ボクは壁を駆け上がり、ゴーレムの群れの上を飛び回る。琥珀色の瞳で戦場全体を見渡し、次にどこへ向かうべきか、誰を援護すべきかを見極める。ボクの鋭い嗅覚と聴覚が、遠くの敵の動きや、助けを求める仲間の声を捉えていた。
獣王軍は、劣勢だった戦況を奇跡的に覆し始めた。じいちゃんを失った悲しみは、ダルヴァンへの憎悪へと変わり、それが彼らの新たな力となっていた。その力の源は、ボクが掲げた血塗れの旗の下に集まった、彼らのボクへの忠誠心と、未来への希望だった。

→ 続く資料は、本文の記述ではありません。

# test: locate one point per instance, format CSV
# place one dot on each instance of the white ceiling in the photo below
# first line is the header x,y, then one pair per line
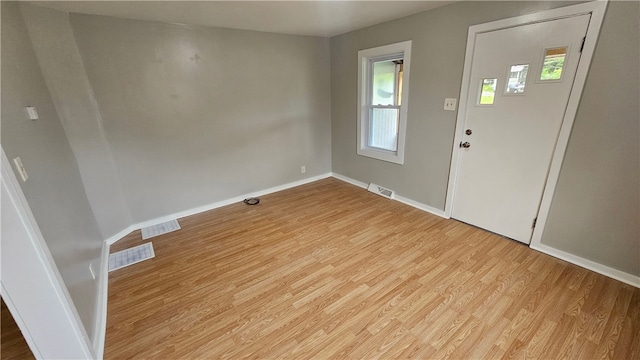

魔王城の奥では、ゼルヴァ陛下たちがダルヴァンと戦っているはずだ。ボクたちはここで、ダルヴァンを本懐へと向かわせるわけにはいかない。陛下を、守らなければならないんだ。
ボクは、再び旗を握り締める。痛みは、もう感じない。この旗が、獣王軍の新たな希望となるのならば、ボクはどんな犠牲も厭わない。
じいちゃん……見ていてくれ。ボクは、みんなのリーダーとして、この魔王国を、必ず守り抜くからな!